American baseball player (born 1949)

Stanley Brown Thomas (born July 11, 1949) is an American former professional baseball pitcher. Thomas pitched in all or part of four seasons in Major League Baseball from 1974 until 1977.

==Amateur career==
Thomas attended Florida State University and the University of New Haven. From 1968 to 1970, he played collegiate summer baseball in the Cape Cod Baseball League for the Yarmouth Red Sox.

==Professional career==
Thomas was originally drafted by the Washington Senators in the 27th round of the 1971 Major League Baseball draft. The next season, the Senators became the Texas Rangers, and Thomas made his major league debut in 1974 for that team.

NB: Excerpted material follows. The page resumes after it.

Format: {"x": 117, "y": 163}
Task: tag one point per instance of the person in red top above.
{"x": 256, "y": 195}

After two seasons in Texas, he was traded along with Ron Pruitt from the Rangers to the Cleveland Indians for John Ellis at the Winter Meetings on December 9, 1975. Thomas was chosen in the 1976 MLB expansion draft by the Seattle Mariners. He split the 1977 season between the Mariners and the New York Yankees to end his major league career. He was dealt along with cash from the Yankees to the Chicago White Sox for Jim Spencer and Tommy Cruz on December 12, 1977. The transaction also included an exchange of minor-league right‐handed pitcher, with Ed Ricks going to the White Sox and Bob Polinsky to the Yankees.